To examine the degree to which our functional classifications divided the phenotypes of pleiotropic genes into separate sets of phenotypes, we graphed the number of biclusters per gene (). From this analysis, we find that 23% of the pleiotropic genes that could be assigned to a bicluster were assigned to only one functional classification, suggesting that all of the phenotypes associated with this mutant are associated with a single gene function. As more conditions are examined, it is possible that additional phenotypes will be added to this class of genes, producing one of two possible results. The addition of a new phenotype could divide the phenotypes assigned to a mutant into multiple functional categories by now assigning it to multiple biclusters. Alternatively, the gene may still remain in a single cluster defined by a larger number of phenotypes, suggesting a single functional classification. The remaining pleiotropic mutants were assigned between two and 15 functional classifications. The partial overlap between phenotypes associated with some of the biclusters () has two possible implications for the genes assigned with more than one function. One possibility is that these sets of conditions do in fact define multiple functions that are each required under multiple conditions, for example, both functions proposed for SNF1 may be required for growth in cadmium and caffeine (). Alternatively, some of these significantly overlapping clusters, while passing the statistical criteria for distinct clusters, may be biologically redundant and therefore not sufficient to define separate biological functions. The use of additional information, such as the enrichment for distinct functional categories (), may help to distinguish between these two classes.
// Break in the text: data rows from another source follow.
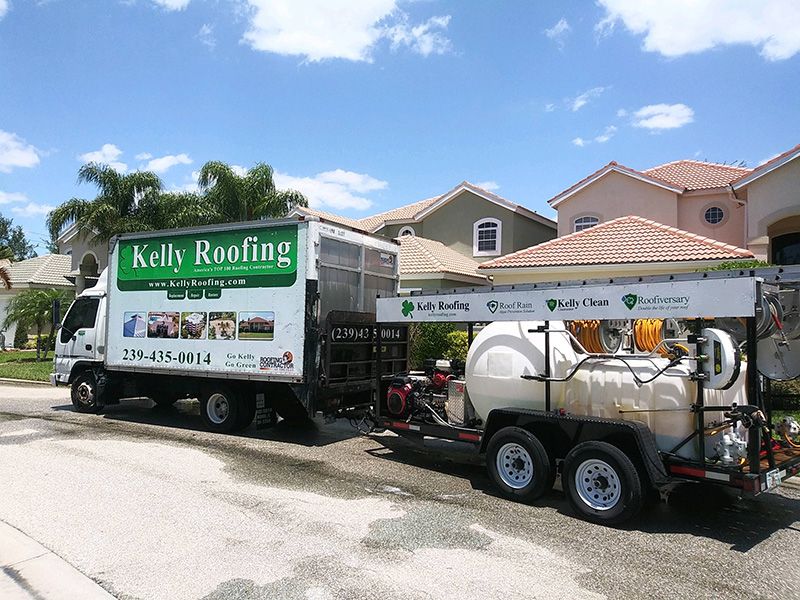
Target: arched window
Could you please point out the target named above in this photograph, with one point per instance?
(406, 230)
(584, 222)
(487, 237)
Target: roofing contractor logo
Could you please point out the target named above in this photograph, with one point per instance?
(630, 300)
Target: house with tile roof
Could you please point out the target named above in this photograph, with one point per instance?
(39, 273)
(757, 209)
(455, 231)
(625, 246)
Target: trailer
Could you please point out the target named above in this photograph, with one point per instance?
(252, 318)
(622, 386)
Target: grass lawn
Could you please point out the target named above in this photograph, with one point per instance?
(21, 364)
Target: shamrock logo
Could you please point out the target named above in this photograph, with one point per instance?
(630, 300)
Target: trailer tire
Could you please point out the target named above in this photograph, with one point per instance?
(219, 409)
(602, 484)
(519, 465)
(85, 393)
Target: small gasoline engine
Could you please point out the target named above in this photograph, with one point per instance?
(423, 394)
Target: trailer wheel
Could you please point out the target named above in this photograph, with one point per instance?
(602, 483)
(519, 465)
(85, 393)
(219, 409)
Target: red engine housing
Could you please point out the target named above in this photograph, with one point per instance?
(399, 397)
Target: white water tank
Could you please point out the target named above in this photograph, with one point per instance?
(504, 351)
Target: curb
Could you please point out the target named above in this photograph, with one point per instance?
(24, 381)
(29, 570)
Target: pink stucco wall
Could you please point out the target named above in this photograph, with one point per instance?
(616, 195)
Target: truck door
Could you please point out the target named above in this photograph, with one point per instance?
(78, 335)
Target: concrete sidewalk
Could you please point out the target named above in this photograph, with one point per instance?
(28, 570)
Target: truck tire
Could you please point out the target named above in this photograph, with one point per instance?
(219, 409)
(247, 411)
(85, 393)
(519, 465)
(602, 484)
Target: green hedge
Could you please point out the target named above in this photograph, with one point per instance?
(435, 340)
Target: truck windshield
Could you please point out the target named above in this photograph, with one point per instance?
(82, 313)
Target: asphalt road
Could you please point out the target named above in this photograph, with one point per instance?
(150, 506)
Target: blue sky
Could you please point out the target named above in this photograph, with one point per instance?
(366, 105)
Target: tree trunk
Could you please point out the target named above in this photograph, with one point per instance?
(38, 342)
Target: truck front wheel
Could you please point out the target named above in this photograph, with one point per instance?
(602, 483)
(85, 393)
(519, 465)
(219, 409)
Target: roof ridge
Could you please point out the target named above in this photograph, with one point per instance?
(697, 162)
(689, 235)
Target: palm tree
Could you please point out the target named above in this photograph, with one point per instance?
(235, 197)
(114, 210)
(35, 307)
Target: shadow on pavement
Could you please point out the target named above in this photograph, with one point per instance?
(185, 415)
(706, 511)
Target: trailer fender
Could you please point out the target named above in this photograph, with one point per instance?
(560, 433)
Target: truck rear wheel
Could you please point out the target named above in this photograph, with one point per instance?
(519, 465)
(219, 409)
(601, 483)
(85, 393)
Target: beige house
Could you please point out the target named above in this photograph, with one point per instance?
(87, 259)
(39, 273)
(622, 247)
(758, 209)
(456, 231)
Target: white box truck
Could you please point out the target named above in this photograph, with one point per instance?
(275, 312)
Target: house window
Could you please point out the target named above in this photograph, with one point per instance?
(407, 230)
(714, 215)
(582, 223)
(487, 237)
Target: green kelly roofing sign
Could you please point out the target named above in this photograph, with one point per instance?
(211, 260)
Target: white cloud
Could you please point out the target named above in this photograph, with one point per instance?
(337, 189)
(424, 38)
(32, 209)
(491, 186)
(358, 182)
(172, 4)
(16, 152)
(9, 197)
(583, 99)
(107, 155)
(559, 32)
(682, 27)
(165, 163)
(206, 36)
(663, 116)
(328, 29)
(607, 134)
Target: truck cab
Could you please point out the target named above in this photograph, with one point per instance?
(80, 342)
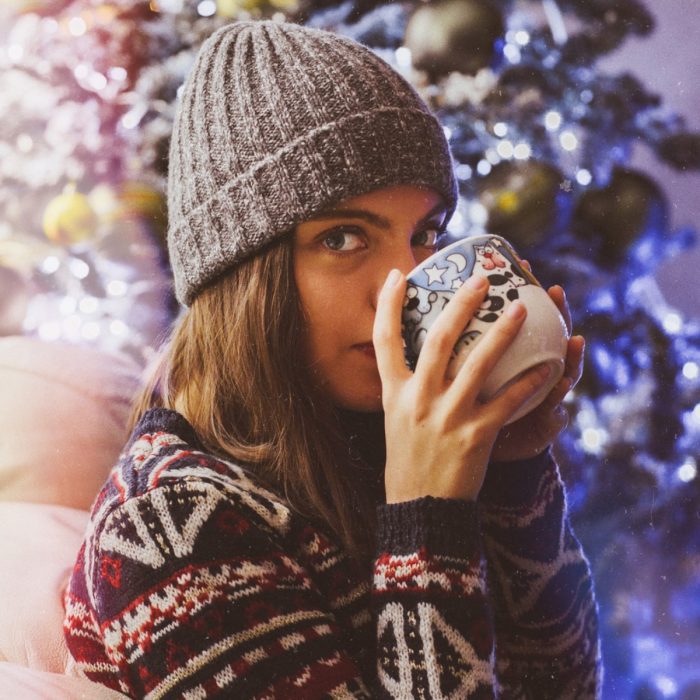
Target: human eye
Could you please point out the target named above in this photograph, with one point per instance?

Estimating the degree of pleiotropy in yeast
The availability of phenotype data generated under a large number of conditions also permits initial explorations of more global properties of the yeast genetic network, such as an estimation of the overall degree of pleiotropy in yeast. To assess the degree of pleiotropy in the set of 767 mutants that displayed a phenotype in at least one of our 21 conditions, we counted the number of phenotypes observed for each gene deletion. The results () show that most genes (~70%) that display growth defects under these conditions have a relatively low degree of pleiotropy, with phenotypes in only one or two conditions. To test the statistical significance of this amount of pleiotropy, we generated a random distribution of phenotypes per gene such that the same properties of the original data set, that is, the same frequency of growth defects in each of the 21 conditions, were maintained (Materials and methods). This random distribution () was significantly different from the experimental distribution by Kolmogorov–Smirnov goodness-of-fit test (P=9 × 10−70), with double the percentage of genes assigned only a single phenotype and a maximum of six phenotypes per gene. Thus, the genes with phenotypes in this data set appear to have significantly more pleiotropy than would be predicted by chance.
While the analysis based on the data collected in this study provides an initial estimate of the degree of pleiotropy in yeast, there are several other factors that could influence these results. One factor that could artificially inflate the difference observed between the experimental and random data sets is biological dependency between conditions. To address this issue, we repeated the analysis with a subset of conditions that are significantly different from each other, that is, conditions with relatively few genes in common, and found a similar difference between the experimental and random distributions (
Supplementary Figures 5 and
6). Other factors that may affect our estimate for the degree of pleiotropy are limited coverage of the phenotype space and the reported aneuploidy and secondary mutations present in the mutant collection (
Hughes et al, 2000b;
Bianchi et al, 2001). We expect that as more phenotype data are generated, possibly with cleaner mutant libraries, our estimations may be revised.